U.S. Manufacturing Continues to Expand
Every month, IHS Markit releases the U.S. Manufacturing PMI (PMI) from responses to questionnaires sent to purchasing managers from over 800 U.S. manufacturers. The survey covers topics like new orders, output, employment, suppliers’ delivery times and stocks of purchases. And since manufacturers still account for 11.4% of our total economic output and employ 8.5% of the total workforce, the report is closely watched.
On September 1st, IHS Markit ran the headline screaming: “Fastest manufacturing expansion since January 2019” and then wrote the following:
“August data signaled a solid improvement in operating conditions across the U.S. manufacturing sector, with overall growth accelerating to the strongest since early- 2019.
The upturn reflected faster increases in output and new orders, with firms also indicating a renewed rise in employment. Moreover, companies registered the highest degree of confidence in the outlook for output over the coming year since April 2019 amid hopes of further growth of client demand.”
In addition, the following was reported:
- Faster upturn in new orders as export growth hits four-year high;
- Quickest rise in employment since November 2019; and
- Cost pressures strongest since early 2019.

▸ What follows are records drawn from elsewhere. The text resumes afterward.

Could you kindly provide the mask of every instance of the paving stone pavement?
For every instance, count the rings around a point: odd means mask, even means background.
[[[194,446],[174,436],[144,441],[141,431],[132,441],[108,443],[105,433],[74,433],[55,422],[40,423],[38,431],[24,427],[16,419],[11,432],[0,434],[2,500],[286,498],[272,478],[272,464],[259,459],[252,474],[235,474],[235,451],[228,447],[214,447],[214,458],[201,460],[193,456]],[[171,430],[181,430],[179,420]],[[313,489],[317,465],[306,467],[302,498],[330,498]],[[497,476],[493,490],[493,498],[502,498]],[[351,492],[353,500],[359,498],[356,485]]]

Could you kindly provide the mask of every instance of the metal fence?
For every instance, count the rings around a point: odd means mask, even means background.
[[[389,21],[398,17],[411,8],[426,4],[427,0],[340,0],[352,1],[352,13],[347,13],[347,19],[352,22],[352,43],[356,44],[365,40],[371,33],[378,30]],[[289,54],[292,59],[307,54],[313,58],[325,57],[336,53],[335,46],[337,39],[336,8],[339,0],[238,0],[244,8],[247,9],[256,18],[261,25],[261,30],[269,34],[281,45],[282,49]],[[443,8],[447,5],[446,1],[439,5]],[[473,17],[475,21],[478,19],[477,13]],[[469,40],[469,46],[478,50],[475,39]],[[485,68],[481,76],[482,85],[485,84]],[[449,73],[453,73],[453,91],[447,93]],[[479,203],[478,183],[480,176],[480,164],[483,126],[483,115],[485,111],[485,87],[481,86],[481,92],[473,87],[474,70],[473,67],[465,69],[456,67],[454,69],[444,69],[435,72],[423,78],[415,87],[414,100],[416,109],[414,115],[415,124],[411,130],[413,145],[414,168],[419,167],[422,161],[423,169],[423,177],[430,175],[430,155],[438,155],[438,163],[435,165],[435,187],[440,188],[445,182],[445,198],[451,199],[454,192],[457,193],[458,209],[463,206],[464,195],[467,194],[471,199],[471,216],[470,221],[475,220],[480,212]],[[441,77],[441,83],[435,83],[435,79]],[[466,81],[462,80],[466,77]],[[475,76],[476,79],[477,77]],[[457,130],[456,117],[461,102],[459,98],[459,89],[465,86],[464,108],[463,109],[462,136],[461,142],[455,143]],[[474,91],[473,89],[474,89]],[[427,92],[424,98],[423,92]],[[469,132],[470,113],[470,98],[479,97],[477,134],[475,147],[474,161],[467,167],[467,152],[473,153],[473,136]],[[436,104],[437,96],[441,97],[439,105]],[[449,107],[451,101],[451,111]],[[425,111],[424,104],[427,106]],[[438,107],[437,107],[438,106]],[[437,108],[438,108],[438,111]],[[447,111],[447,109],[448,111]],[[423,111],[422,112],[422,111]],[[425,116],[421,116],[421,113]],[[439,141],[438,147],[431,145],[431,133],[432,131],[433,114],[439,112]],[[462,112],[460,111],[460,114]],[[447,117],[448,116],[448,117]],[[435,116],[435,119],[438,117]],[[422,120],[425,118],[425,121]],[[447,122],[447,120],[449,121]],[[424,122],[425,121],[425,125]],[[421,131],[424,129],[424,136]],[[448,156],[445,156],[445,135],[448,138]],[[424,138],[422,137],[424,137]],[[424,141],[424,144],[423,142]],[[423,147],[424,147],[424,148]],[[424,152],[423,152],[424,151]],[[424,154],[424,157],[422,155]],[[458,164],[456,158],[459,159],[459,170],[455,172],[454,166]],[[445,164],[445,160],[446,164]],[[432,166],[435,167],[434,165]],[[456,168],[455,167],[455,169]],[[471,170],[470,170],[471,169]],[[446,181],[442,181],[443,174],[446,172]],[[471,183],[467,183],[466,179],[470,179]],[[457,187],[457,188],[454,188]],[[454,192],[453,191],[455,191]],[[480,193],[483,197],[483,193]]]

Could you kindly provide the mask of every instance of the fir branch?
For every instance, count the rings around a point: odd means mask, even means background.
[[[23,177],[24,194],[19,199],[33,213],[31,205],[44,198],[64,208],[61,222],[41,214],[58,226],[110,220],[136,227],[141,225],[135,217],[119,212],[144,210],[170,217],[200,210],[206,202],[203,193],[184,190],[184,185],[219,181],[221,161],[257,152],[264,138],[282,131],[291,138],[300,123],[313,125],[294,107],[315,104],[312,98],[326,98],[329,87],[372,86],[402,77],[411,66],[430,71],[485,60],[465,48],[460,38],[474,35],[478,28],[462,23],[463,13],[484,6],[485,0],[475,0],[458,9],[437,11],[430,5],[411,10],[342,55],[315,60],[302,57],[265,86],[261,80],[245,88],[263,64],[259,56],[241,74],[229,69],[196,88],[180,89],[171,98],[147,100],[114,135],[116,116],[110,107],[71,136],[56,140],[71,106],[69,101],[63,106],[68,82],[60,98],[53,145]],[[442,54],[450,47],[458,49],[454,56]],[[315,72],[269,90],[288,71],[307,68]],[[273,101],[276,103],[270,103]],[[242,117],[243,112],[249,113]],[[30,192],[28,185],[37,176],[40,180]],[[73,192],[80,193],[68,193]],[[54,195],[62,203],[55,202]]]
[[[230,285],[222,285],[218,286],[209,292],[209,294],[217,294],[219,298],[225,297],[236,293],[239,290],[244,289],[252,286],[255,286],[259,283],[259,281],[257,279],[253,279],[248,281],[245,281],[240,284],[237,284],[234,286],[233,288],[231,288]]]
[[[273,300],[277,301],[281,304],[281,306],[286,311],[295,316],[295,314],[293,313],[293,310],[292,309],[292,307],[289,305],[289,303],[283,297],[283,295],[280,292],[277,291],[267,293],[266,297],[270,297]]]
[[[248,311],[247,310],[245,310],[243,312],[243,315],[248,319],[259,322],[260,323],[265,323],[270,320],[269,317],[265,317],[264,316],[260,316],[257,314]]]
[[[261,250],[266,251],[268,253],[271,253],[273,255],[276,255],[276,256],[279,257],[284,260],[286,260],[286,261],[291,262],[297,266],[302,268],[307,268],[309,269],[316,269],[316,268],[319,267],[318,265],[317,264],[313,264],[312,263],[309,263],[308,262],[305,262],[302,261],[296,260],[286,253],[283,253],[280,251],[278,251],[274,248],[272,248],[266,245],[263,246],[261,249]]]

Construction Spending Remains Strong
Construction spending is viewed as a good indicator of the economy’s momentum because both individuals, businesses and our governments generally only put money into construction when they are confident to justify the building expenses (that might not be as true with respect to our local-, state- and federal-government, but that’s another topic). On September 3rd, it was reported that:
- Total construction spending during July 2020 was 0.1% above June’s spending and 0.1% below July 2019’s spending
- During the first seven months of this year, construction spending amounted to $792.6 billion, 4.0% above the same period in 2019
- Spending on private construction was up 0.6%
- Residential construction was up 2.1%
- Nonresidential construction was down 1.0%
- Public construction spending was down 1.3%
More Data Later in the Week
More economic data will be released later this week, including Jobless Claims and the ISM Services Index on Thursday and the Employment Situation Report on Friday.